• Welcome to the Cricket Web forums, one of the biggest forums in the world dedicated to cricket.

    You are currently viewing our boards as a guest which gives you limited access to view most discussions and access our other features. By joining our free community you will have access to post topics, respond to polls, upload content and access many other special features. Registration is fast, simple and absolutely free so please, join the Cricket Web community today!

    If you have any problems with the registration process or your account login, please contact us.

Success of Right/Left Arm Medium bowlers?

Manee

Cricketer Of The Year
Okay, one of the main talking points in Indian cricket is whether bowlers who bowl at the range of 125kph (at the beginning of a spell or day) to 115kph (at the end) are admissible to Test cricket? India are full of bowlers who bowl at that sort of speed and they constitute the top domestic performers in the country. People like Praveen Kumar and Joginder Sharma, etc. Or is it necessary, in the modern age, to forgo domestic performances to pick someone like Umesh Yadav, who can bowl at around 140kph, or Unadkat, who was incorrectly rumoured to be quick.

In the 1970s-1990s, there is some footage that I have seen of Test bowlers who appeared to bowl at this speed. However, all I've seen is pathetic 30 minute shows on ESPN Classic - can some of the older members shed light on whether bowlers of this sort of speed have ever been successful at Test level?

My belief is that T20 and ODI cricket leads people to view medium pacers as often useless fodder whereas they can be highly useful in the far more attritional Test format but I'd love to hear what some members, who would usually forgo this discussion due to the India-centric nature of it, think.
 

BoyBrumby

Englishman
The trouble is with medium pacers that if they have to bowl on a lifeless deck they can be fodder whatever the format. A recent example is Jon Lewis, who's probably on the medium/medium-fast border and who averages around 77-78mph (which my calc tells me is almost exactly 125kmh). On juicy English seamers he can concentrate on putting the ball in the right areas and letting the movement from the pitch do the rest. However on a slow bunsen in India against better batting I suspect it'd be sheer murder.
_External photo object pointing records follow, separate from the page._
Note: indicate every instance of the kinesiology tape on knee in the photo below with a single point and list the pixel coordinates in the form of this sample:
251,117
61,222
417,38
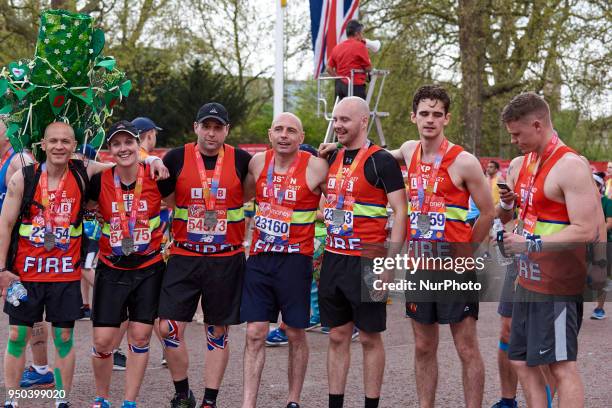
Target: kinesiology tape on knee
99,354
62,346
15,347
172,339
139,349
503,346
216,342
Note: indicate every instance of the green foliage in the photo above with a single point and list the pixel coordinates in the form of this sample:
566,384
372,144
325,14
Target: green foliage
172,97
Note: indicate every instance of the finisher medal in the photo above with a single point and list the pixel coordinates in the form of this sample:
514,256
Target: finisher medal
338,217
127,246
210,219
49,241
423,223
520,226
I suspect the only medium pacers nowadays who might make a go of it are those who can extract steepling bounce despite their lack of clicks through the air; Martin Bicknell was a good 3 or 4 mph slower on average than Lewis, but could still trouble good batsmen because he could make the ball climb.
 

Manee

Cricketer Of The Year
The trouble is with medium pacers that if they have to bowl on a lifeless deck they can be fodder whatever the format. A recent example is Jon Lewis, who's probably on the medium/medium-fast border and who averages around 77-78mph (which my calc tells me is almost exactly 125kmh). On juicy English seamers he can concentrate on putting the ball in the right areas and letting the movement from the pitch do the rest. However on a slow bunsen in India against better batting I suspect it'd be sheer murder.
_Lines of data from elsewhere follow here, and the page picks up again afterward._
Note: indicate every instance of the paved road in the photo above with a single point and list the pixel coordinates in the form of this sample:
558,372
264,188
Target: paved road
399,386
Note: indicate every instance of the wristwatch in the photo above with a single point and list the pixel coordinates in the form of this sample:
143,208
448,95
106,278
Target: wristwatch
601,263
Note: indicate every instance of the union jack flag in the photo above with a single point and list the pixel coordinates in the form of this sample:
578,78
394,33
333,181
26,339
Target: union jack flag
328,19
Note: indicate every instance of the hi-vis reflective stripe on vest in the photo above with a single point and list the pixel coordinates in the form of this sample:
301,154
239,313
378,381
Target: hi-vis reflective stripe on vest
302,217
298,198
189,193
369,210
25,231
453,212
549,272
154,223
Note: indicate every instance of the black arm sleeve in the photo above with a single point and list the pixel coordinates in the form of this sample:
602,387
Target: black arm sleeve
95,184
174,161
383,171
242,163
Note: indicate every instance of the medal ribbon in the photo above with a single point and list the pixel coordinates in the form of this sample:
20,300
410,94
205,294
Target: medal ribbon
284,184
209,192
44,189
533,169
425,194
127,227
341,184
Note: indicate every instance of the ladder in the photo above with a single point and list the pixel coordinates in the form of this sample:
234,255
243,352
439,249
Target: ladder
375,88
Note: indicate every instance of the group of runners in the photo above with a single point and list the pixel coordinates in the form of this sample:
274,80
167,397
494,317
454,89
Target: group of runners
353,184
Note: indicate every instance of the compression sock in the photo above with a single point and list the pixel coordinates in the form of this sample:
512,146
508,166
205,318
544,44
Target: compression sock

I suspect the only medium pacers nowadays who might make a go of it are those who can extract steepling bounce despite their lack of clicks through the air; Martin Bicknell was a good 3 or 4 mph slower on average than Lewis, but could still trouble good batsmen because he could make the ball climb.
Is Lewis fodder on flat pitches in County Cricket though? Surely a lifeless pitch is a lifeless pitch, it is just that they are of a slightly different nature and are more frequent in India than in England.
 

BoyBrumby

Englishman
Is Lewis fodder on flat pitches in County Cricket though? Surely a lifeless pitch is a lifeless pitch, it is just that they are of a slightly different nature and are more frequent in India than in England.
To be totally honest, given the infrequency with which FC games are shown on Sky, I had to check Cricket Archive for an answer. It does look as if he might struggle on less responsive decks as his averages on two of the more renowned English roads (Taunton & The Oval) are 50.85 & 37.10 respectively. Even at Lords, which used to have some life but has become a bit of a motorway since the new drainage was fitted, he averages above 35.
 

Manee

Cricketer Of The Year
That is very interesting. I genuinely asked the question, but didn't expect he'd be so poor at Taunton, which is a renowned road, and quite poor at Oval and Lords.

On the first point of your post, Sky should definitely launch a cricket channel - having to get all my classic cricket from ESPN Classic is a sad state of affairs, indeed - especially considering they are more intent on constantly showing the 2005 Ashes than anything genuinely classic.